It's not much, but it's best that the parents can do


March 10, 1996|By Elise Armacost

VERA MCCULLOUGH, the most tireless volunteer you'll ever meet, has invited me to Brooklyn Park Elementary School to see the computer lab parents have worked so hard to create. "What you see here," she says with a sweep of her arm, "is a bunch of junk."

Oh, make no mistake, she says, 20-odd ancient IBM PCs are better than nothing. Still, she says, they're junk. Dinosaurs. A hodgepodge of outdated technology gathered from donors -- local businesses, the National Security Agency -- that have moved on to state-of-the-art equipment.

Some of the PCs have floppies, some have hard drives. "You never know what's going to come up" on the screen, Mrs. McCullough says. "Sometimes the programs work, and sometimes they don't."

Mrs. McCullough teaches 14 computer classes on Tuesdays and Wednesdays, though she's not a teacher per se. She's a 66-year-old grandmother who has made a career out of volunteering. For the last seven years, she has been a bona fide member of the faculty at Brooklyn Park, though she's never drawn a paycheck. When it comes to computers, the real teachers turn to her for advice.

That's because Vera McCullough knows her stuff. She doesn't have fancy degrees but she's got basic smarts, which are usually more valuable. What she knows about computers she TC taught herself. "I was just interested in what they could do," she says. "I used them for word processing, for writing letters to the editor. I'd pop the top off that thing to see what's ticking inside."

The Brooklyn Park lab, Mrs. McCullough says, reflects the efforts of working-class parents who did the best they could with what they had. It also reflects everything that's wrong with computer education in county public schools, where computer literacy is now spoken in the same breath as the three "Rs" but where parents are left to beg, borrow or buy equipment themselves. The result: No school has the same stuff. Some enjoy brand-new machines, thanks to affluent parents and generous corporate donors. Others end up with junk.
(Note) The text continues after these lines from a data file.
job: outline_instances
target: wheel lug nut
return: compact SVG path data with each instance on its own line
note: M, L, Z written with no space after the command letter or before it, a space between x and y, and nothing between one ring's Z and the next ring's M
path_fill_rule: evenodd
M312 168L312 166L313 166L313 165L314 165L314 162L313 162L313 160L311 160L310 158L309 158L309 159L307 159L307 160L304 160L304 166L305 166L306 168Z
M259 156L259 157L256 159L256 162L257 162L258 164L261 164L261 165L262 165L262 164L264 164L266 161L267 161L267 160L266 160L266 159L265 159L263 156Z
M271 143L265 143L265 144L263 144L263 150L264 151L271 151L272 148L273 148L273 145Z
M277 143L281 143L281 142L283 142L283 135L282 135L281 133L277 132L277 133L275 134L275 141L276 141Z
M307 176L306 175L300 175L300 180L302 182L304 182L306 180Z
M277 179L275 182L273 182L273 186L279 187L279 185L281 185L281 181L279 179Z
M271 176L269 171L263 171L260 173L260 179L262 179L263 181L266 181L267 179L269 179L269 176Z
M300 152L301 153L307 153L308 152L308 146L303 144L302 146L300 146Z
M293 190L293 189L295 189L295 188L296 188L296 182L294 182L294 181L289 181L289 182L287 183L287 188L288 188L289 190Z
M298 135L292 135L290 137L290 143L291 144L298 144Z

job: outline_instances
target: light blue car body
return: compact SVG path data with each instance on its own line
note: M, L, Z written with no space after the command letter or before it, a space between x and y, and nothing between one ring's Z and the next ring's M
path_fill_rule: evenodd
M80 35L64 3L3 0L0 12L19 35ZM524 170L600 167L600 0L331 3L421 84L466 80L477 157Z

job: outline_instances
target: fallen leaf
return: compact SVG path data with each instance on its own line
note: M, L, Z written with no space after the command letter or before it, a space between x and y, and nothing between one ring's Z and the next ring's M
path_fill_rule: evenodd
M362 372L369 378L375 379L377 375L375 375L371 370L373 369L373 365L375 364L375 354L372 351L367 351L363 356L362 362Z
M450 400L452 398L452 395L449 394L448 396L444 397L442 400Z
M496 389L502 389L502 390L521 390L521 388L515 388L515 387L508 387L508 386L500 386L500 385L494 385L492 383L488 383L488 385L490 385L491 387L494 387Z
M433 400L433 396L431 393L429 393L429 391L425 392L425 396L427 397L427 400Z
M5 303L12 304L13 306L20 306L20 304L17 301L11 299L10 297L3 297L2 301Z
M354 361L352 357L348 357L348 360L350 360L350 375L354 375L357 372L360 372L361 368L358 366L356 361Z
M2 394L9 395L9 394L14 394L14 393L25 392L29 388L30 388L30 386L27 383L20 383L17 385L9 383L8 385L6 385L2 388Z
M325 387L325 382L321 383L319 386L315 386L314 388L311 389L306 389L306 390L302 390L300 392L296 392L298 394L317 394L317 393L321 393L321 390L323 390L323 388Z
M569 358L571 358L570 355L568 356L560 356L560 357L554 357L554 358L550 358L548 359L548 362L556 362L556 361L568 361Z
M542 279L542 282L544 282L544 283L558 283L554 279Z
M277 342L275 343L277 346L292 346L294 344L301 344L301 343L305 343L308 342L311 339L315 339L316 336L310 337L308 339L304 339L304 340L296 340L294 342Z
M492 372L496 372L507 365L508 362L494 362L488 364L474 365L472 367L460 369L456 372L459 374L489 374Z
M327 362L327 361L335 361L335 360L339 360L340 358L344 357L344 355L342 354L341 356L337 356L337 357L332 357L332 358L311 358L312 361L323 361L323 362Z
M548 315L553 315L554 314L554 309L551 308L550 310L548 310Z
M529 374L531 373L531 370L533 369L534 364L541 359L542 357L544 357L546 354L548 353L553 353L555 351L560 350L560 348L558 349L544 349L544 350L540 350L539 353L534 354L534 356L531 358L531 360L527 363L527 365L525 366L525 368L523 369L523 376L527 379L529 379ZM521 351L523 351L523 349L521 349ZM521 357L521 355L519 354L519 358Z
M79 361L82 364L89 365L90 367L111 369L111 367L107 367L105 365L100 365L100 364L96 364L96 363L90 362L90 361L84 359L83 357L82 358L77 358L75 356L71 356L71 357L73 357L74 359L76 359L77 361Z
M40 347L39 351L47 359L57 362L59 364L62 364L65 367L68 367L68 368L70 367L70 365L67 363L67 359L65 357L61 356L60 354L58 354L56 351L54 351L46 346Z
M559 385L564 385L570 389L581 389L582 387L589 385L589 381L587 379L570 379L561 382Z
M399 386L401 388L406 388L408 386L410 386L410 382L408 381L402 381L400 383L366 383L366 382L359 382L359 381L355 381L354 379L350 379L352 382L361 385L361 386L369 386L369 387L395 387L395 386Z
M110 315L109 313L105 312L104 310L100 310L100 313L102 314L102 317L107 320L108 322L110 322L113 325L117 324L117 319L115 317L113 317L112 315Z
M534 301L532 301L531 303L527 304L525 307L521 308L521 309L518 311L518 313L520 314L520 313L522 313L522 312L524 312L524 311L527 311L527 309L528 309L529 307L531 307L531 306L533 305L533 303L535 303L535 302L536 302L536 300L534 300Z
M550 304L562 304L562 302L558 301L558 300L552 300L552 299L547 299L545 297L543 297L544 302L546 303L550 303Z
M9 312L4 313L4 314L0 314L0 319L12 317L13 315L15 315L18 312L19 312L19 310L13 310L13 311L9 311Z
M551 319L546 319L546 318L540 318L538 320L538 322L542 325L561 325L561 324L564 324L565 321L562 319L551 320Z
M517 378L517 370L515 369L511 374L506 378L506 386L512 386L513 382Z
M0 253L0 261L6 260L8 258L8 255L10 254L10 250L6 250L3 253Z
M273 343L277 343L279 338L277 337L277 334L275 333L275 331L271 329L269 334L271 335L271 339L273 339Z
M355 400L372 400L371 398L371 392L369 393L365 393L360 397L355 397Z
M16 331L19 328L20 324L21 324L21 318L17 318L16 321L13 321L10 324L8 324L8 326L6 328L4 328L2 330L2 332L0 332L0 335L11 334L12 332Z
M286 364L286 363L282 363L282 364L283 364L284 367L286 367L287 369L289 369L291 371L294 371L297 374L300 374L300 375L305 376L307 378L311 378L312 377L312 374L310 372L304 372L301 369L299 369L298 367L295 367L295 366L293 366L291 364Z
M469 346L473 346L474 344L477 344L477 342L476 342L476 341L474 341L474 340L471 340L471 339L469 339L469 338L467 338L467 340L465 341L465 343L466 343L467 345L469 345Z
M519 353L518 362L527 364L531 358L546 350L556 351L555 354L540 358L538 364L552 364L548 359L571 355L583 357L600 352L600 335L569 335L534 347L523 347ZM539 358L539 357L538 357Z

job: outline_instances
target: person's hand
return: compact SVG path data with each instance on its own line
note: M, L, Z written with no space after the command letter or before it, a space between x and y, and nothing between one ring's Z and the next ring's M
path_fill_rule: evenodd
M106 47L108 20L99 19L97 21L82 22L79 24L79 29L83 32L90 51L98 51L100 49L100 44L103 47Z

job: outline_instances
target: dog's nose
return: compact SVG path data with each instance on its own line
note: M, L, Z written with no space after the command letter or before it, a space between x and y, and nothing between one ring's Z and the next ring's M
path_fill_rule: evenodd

"It's ridiculous. There's no uniformity in any of the programs here. Nobody from the Board of Education has ever come in and said, 'What programs are you running on those machines?' You start a computer lab, and you are pretty much on your own."

Once, when computers were still a novelty, there wasn't a problem with parents holding bake sales or collecting grocery store tapes to raise money for computers. But increasingly computer literacy is considered a basic. And if that's the case, it isn't up to parents or volunteers to provide computers and teach computer classes. The school system should be providing the same tools to children in every school.

Unfortunately, the bake-sale trend -- a nationwide phenomenon as local governments everywhere struggle with flat revenue streams and revulsion to taxes -- shows no sign of abating. State legislation designed to encourage this practice is currently floating around the State House. Under a bill sponsored by Del. James Rzepkowski, R-Glen Burnie, the state would match 20 percent of funds raised by parents and private donors for school computers.

This program, Mr. Rzepkowski says, would serve as a carrot -- an enticement to PTAs and other groups to come up with money for computers -- as a well as a reward for those who make the effort. These are noble intentions.

Exacerbating inequities

Nonetheless, programs like this are bad for school systems because they exacerbate inequities between schools; those in affluent or active communities get better while others fall further behind. School systems, instead of assuming responsibility for providing basic educational tools, are allowed to cede that job to parents.

Here in Anne Arundel, officials are working on a plan to bring modern computers to every school. Ironically, Mrs. McCullough says, they've made this goal more expensive than it needs to be by insisting on a fancy computer network. The Advanced School Automation Project will cost tens of millions of dollars. Taxpayers may be buying more technology than they need to give students basic computer skills -- depending, of course, on the definition of "basic skills," which local educators have yet to hammer out.

"If I were running the school system," Mrs. McCullough says, "I'd start with the basics." Buy up-to-date machinery, but moderately priced stuff, without bells and whistles intended for techno-buffs. On second thought, she says, she would buy a couple with bells and whistles and put them in the media center, where kids could get a taste of using them.

Forget about computer labs, she says. They're a phony environment. Put the computers in the classroom, where kids can use them in a practical context. Soon, clicking in and out of computer programs would be as natural as popping tapes in and out of the VCR. That's how computer education should work. Instead, Vera McCullough's got a bunch of old PCs sitting on tables parents built and paid for themselves. Junk. "But if we didn't have this," she says, "we wouldn't have anything."

Elise Armacost is The Sun's editorial writer in Anne Arundel County.